Quercus Geneworks, operating from 170 to 173, specialized in “unpredictable” Dynavolution, discount genetic engineering with often unpredictable results that was marketed as a “fun surprise.” Popular mostly with thrill-seekers and misguided teens, iEyes was their flagship product, an experimental surgery that caused buyers to grow ten to fifty additional eyes, randomly distributed all over their bodies. For both iEyes and their other products HandsOn and FootWhere, this had all sorts of unforeseen consequences. Let’s just say, there are some places you really don’t want to grow eyes. After a few lawsuits, Quercus filed for bankruptcy and was acquired by the Triskele Corporation, whose executives quickly retooled their product line to only manufacture reliable, predictable evolutionary surgeries.

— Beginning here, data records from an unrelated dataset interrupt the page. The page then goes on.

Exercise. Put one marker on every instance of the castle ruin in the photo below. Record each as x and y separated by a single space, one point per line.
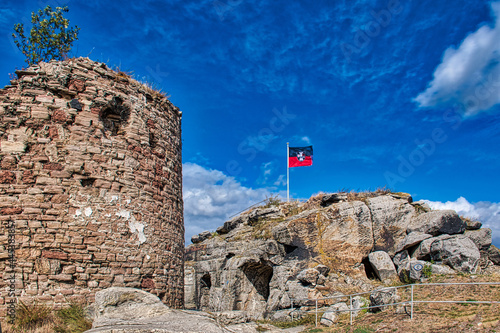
90 185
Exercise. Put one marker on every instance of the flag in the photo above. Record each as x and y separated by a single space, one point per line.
299 156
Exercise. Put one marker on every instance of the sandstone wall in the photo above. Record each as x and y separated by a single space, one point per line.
91 178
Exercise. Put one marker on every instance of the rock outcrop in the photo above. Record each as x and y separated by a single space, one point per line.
270 259
129 310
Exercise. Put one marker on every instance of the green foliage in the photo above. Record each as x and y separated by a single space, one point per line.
29 316
50 36
73 320
306 320
39 318
363 329
261 329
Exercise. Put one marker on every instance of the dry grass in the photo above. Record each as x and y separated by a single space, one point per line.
434 317
39 318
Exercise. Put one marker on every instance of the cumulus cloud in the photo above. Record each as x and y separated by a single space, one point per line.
486 212
469 76
210 197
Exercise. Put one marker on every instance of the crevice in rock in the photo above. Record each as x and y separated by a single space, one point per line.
289 248
369 271
372 224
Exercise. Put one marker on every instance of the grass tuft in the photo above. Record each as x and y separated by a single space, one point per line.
40 318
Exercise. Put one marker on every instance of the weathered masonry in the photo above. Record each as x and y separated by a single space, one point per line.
91 178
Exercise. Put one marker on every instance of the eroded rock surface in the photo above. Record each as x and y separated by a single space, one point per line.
270 259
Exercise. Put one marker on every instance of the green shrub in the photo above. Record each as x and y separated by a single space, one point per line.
50 36
30 316
73 319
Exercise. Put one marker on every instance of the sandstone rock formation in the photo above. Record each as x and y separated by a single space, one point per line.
269 259
129 310
90 176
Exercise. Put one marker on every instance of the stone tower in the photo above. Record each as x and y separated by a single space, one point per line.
90 185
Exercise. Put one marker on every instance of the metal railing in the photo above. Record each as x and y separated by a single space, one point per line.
410 302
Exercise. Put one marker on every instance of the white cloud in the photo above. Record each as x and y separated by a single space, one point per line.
468 76
210 197
486 212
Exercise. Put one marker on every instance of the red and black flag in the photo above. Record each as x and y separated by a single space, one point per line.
299 156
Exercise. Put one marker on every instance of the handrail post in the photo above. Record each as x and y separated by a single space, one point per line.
350 312
316 312
411 313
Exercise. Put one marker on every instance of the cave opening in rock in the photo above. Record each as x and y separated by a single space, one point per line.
259 275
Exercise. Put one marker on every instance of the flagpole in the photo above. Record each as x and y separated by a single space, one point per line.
287 173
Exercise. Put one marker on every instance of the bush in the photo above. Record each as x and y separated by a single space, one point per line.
73 319
50 36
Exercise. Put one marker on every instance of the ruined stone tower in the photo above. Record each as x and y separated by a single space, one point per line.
91 185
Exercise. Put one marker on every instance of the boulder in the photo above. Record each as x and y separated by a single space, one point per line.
300 294
423 251
481 237
201 237
412 270
232 317
270 213
322 269
494 254
412 239
129 310
382 296
441 269
359 302
383 265
332 198
281 315
458 252
391 217
400 258
472 225
438 222
232 224
308 276
331 313
421 205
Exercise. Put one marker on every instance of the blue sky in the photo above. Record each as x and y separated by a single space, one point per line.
403 94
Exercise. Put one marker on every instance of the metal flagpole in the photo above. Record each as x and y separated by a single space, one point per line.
287 173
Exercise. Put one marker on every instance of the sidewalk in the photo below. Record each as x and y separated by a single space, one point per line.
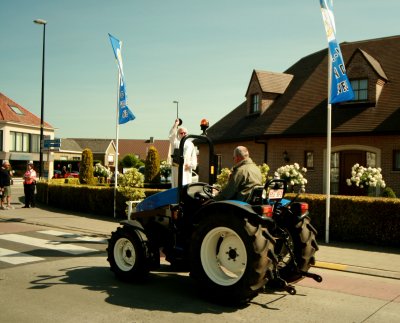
362 259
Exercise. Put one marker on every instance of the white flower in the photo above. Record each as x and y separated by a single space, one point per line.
365 177
293 174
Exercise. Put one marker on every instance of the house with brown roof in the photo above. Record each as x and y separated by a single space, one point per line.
20 136
283 119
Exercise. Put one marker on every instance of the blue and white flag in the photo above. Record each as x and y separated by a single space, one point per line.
125 114
341 90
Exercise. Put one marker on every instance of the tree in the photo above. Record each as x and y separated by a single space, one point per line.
86 168
152 166
131 160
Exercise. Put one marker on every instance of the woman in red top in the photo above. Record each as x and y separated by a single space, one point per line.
29 185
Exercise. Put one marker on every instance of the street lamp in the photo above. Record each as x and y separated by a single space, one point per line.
177 103
42 22
177 112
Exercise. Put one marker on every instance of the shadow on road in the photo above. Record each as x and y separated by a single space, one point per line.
163 291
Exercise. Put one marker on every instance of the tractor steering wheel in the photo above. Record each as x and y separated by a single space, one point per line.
209 189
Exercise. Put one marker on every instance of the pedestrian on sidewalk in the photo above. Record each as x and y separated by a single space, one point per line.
5 185
29 185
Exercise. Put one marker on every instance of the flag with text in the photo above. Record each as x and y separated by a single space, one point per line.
124 113
341 89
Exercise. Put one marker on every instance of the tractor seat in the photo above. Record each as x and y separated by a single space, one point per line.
255 196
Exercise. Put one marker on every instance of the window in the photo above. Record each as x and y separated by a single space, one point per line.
371 159
16 110
360 89
309 159
335 173
24 142
255 104
35 143
396 160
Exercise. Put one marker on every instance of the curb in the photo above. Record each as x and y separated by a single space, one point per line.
358 270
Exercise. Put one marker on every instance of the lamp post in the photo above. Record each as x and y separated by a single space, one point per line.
177 103
42 22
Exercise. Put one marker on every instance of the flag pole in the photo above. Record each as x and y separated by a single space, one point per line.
328 151
116 147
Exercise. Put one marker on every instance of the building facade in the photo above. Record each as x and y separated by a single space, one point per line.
284 118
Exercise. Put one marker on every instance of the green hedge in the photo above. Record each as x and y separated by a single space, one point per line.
370 220
84 198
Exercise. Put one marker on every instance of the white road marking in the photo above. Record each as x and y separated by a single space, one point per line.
16 258
75 236
47 244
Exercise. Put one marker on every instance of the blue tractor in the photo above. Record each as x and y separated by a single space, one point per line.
231 248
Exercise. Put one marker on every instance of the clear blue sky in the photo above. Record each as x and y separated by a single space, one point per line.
201 53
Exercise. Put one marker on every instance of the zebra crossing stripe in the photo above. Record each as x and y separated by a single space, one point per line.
16 258
47 244
75 236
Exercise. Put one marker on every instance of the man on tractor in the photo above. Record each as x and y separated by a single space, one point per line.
244 177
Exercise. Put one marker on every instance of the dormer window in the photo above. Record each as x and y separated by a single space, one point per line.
360 89
16 109
255 104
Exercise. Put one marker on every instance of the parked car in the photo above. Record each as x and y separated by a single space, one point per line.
73 174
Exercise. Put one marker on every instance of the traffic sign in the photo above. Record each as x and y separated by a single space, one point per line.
52 143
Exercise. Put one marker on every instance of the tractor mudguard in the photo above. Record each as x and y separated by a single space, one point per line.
158 200
136 227
236 207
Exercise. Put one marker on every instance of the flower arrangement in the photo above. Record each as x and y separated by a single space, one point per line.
165 169
223 177
365 177
131 185
293 174
100 170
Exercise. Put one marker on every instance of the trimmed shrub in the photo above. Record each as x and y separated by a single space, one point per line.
86 168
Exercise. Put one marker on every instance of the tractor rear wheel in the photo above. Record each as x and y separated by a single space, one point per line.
230 258
127 254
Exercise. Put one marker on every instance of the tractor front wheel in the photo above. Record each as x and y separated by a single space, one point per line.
230 257
127 254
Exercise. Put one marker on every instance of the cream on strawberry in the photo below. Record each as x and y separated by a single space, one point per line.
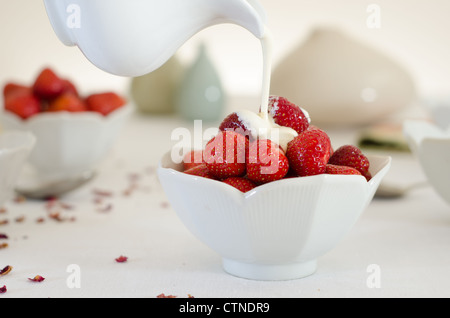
257 127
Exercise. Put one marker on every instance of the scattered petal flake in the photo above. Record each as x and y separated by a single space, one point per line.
37 278
5 270
121 259
165 296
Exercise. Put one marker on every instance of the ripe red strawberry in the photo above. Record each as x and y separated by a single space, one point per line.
48 85
240 183
200 171
309 152
105 103
192 159
67 102
70 87
14 89
351 156
225 154
287 114
333 169
266 162
24 106
233 122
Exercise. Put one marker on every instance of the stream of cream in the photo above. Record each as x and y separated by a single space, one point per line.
260 124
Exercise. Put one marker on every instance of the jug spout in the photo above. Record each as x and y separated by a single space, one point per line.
134 38
247 13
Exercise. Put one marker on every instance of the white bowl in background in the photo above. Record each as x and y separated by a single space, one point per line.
68 144
431 146
15 148
276 231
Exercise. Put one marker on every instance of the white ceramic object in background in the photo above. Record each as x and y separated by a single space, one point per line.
276 231
15 147
342 81
68 144
431 146
439 109
133 38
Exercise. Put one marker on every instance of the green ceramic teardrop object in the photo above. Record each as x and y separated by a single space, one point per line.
201 95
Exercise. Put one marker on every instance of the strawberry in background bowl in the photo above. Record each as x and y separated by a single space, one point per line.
270 211
73 132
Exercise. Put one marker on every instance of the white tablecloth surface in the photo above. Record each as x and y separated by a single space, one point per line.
407 239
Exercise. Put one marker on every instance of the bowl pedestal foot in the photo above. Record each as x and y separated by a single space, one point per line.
268 272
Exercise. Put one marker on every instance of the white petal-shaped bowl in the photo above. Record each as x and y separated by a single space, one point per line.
276 231
68 143
431 146
15 148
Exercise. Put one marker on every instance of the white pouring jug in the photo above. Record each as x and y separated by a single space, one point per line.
135 37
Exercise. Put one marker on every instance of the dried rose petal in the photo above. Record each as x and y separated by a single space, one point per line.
106 208
121 259
37 278
40 220
165 296
5 270
102 193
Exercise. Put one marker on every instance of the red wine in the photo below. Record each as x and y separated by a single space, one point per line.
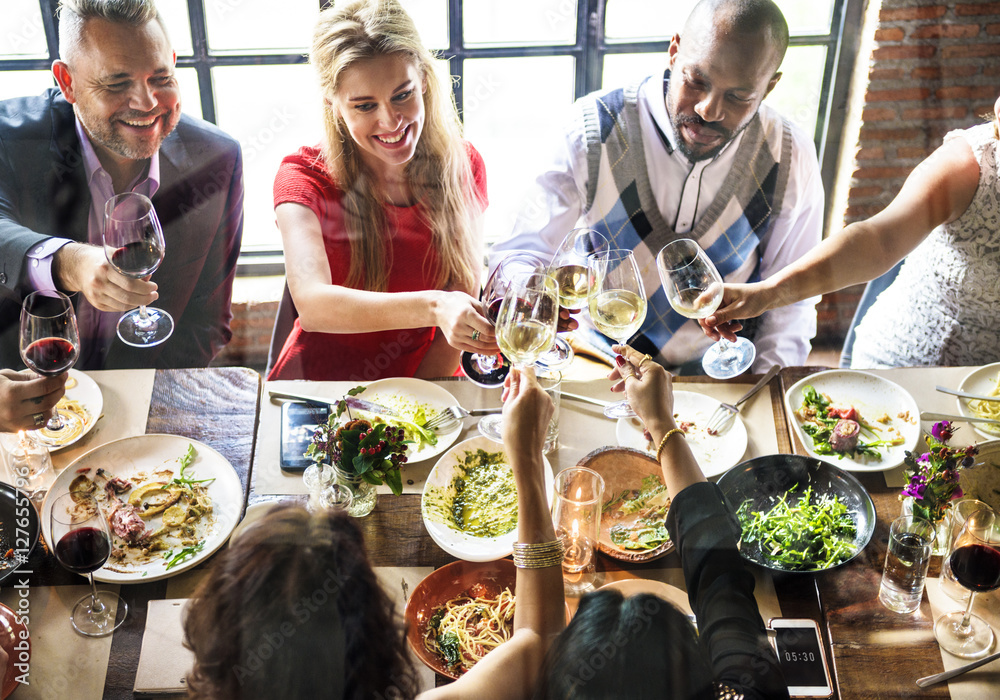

#1: Tastyhair, the hair that tastes

Sold by: GalacTech Senseology (defunct)

Eww. Eww, eww, eww. It’s hard to even write about this. Tastyhair was a set of high-tech electrochemical sensors, connected an Augment’s scalp in a brush of wiry protrusions that looked a lot like hair. Unfortunately, the manufacturers decided to connect it directly to the subject’s senses of taste and smell. Why was this problematic? It turns out most of the chemicals that are actually useful to test for in an industrial setting taste—and smell—really really bad. While Enterios initially contracted a number of Augment laborers with Tastyhair for sensitive manufacturing jobs, job performance quickly dropped, due to all the nausea and dizziness involved in constantly smelling and tasting everything. Even worse were the stories from Tastyhair users who reported trying, in error, to shampoo their hair. Gross! 

GalacTech started out as an experimental joint venture by Enterios and the now-defunct Alkaly Circuits, but after their first product, everyone involved pretended very quickly that the company never existed. I can see why! Eww.